Leaders of groups should be intelligent, mature, reasonable, quick-witted, rational, competent, calm, cooperative, and loyal to the Traditions.

Groups should be extremely careful of who they pick for roles that require chairing, handling of money, liaison or interaction with other people or bodies (within or outside the AA structure), record-keeping, content-production, decision-making, or dispute resolution: essentially anything but manual labour.

Any sign of folly, immaturity, intemperance, slowness, emotionalism, incompetence, anxiety, a personal axe to grind, or a cavalier stance on AA principles should prompt caution. Any of these in extreme form or more than one of these in a candidate should be a red flag.

An inappropriate leader can wreck a group in months, and the damage can take years to repair. They are also notoriously difficult to dislodge.

Bad ideas

In principle, very bad ideas should be rejected at sight by the group conscience.

Most ideas proposed by AA members to the group concern policing others' behaviour, promoting a personal ideology, settling a score, or otherwise bending the group to the individual's personal wishes, and groups find it hard not to incorporate members' ideas in some form, simply to avoid upsetting the individual in question. Note that almost every proposal involves the addition of something, not the removal of something. Group members do not like to appear to be 'sticks-in-the-mud', rejecting everything that comes their way (even if everything coming their way is unnecessary, petty, or otherwise foolish). Once these changes build up, the script doubles in length, and the beginning and the end of the meeting become cluttered with procedures and rituals of questionable merit.

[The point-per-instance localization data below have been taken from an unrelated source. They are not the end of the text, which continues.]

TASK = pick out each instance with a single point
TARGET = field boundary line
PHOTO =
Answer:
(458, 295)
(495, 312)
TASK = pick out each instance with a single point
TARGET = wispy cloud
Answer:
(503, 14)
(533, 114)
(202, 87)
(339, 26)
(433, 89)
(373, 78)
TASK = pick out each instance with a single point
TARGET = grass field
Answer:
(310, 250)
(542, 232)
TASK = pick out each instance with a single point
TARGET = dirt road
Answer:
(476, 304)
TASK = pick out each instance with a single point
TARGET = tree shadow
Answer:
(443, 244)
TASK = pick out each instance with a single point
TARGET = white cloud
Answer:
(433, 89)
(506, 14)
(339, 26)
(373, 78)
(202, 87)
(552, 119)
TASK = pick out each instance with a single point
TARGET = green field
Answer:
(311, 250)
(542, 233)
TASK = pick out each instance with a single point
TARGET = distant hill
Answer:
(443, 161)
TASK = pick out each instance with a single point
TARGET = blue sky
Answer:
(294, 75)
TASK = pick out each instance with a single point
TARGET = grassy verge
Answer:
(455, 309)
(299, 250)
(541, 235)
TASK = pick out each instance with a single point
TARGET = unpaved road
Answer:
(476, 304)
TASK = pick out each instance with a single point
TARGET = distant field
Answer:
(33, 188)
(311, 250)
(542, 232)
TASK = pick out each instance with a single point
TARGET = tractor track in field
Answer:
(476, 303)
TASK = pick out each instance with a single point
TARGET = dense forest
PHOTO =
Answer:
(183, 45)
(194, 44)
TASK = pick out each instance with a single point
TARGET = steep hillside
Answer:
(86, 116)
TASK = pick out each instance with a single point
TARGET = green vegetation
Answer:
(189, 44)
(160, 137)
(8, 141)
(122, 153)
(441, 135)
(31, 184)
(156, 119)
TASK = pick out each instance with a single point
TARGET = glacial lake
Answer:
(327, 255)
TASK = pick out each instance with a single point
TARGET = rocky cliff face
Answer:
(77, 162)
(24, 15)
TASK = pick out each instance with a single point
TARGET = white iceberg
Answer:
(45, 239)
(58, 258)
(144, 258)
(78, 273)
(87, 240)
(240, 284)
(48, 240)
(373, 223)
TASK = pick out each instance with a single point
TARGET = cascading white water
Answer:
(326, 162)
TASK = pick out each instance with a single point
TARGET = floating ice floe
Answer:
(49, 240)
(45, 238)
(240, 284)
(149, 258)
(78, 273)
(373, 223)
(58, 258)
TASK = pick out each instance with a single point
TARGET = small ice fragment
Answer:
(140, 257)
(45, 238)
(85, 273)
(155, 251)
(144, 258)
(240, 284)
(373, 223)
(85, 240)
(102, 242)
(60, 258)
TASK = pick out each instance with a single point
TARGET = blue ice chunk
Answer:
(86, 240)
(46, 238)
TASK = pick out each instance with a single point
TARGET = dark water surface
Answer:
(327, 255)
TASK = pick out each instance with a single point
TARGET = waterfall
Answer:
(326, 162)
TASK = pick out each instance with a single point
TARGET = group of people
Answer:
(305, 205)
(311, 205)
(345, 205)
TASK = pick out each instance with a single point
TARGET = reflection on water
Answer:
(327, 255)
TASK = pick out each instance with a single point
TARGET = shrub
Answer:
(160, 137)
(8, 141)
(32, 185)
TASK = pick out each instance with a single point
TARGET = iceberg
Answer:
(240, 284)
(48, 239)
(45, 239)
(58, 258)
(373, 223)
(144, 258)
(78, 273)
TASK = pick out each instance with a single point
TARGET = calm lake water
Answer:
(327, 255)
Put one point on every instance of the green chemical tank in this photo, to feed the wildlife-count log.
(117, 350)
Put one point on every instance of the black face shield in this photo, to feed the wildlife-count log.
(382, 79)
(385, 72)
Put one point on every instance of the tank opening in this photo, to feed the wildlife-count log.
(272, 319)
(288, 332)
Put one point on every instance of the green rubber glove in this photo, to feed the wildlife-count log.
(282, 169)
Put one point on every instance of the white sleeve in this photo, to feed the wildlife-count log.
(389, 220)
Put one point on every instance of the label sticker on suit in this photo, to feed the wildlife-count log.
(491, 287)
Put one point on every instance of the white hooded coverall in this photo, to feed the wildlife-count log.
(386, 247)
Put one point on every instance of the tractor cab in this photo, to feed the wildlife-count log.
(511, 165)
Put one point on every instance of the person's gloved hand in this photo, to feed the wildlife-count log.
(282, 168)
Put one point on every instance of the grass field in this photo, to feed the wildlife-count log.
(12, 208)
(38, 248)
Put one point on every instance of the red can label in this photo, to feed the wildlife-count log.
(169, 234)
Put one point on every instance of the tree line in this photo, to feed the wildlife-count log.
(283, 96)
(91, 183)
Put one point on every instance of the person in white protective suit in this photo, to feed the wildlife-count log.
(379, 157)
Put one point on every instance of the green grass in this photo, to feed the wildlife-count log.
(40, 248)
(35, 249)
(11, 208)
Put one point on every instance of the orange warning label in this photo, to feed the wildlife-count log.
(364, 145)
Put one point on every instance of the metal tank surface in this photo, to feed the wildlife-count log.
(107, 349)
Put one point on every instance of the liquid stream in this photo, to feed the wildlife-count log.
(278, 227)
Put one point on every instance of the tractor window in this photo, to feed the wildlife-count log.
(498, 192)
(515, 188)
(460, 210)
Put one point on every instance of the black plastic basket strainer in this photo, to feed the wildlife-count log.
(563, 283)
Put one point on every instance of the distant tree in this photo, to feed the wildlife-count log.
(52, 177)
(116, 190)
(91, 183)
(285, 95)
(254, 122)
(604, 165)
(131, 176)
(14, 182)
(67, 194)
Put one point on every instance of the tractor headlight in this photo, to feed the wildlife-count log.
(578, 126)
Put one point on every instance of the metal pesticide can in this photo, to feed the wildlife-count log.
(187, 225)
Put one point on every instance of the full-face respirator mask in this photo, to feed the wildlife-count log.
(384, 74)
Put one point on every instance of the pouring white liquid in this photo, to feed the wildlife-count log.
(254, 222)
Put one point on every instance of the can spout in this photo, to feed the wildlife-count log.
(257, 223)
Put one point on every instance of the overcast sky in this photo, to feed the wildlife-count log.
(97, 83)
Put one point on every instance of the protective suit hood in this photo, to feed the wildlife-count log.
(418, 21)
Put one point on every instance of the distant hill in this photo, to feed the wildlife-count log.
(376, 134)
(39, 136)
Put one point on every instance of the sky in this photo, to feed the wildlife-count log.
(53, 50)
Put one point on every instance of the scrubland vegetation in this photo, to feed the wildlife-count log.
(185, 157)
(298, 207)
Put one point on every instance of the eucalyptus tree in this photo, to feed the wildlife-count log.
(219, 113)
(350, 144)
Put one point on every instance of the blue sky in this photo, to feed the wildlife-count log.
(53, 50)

In practice, therefore, most bad ideas are indeed taken up by groups or, on the path to their rejection, swallow time, produce discord, and disgruntle the foiled proposer.

As with bad leaders, the removal of bad script elements and rituals is more cumbersome than their adoption. Rather than grasp the nettle, groups put up with nannying scripts or performative charades for decades.

What's the solution?

Firstly, funnel potential changes through the periodic group conscience process (once a year is usually enough). Unless there is a circumstance necessitating a major discussion (e.g. a venue-related problem), redirect anyone with a Bright Idea to the group conscience process. Reserve business meetings for questions of implementation of the structure and content already agreed, not for alteration of the structure and content.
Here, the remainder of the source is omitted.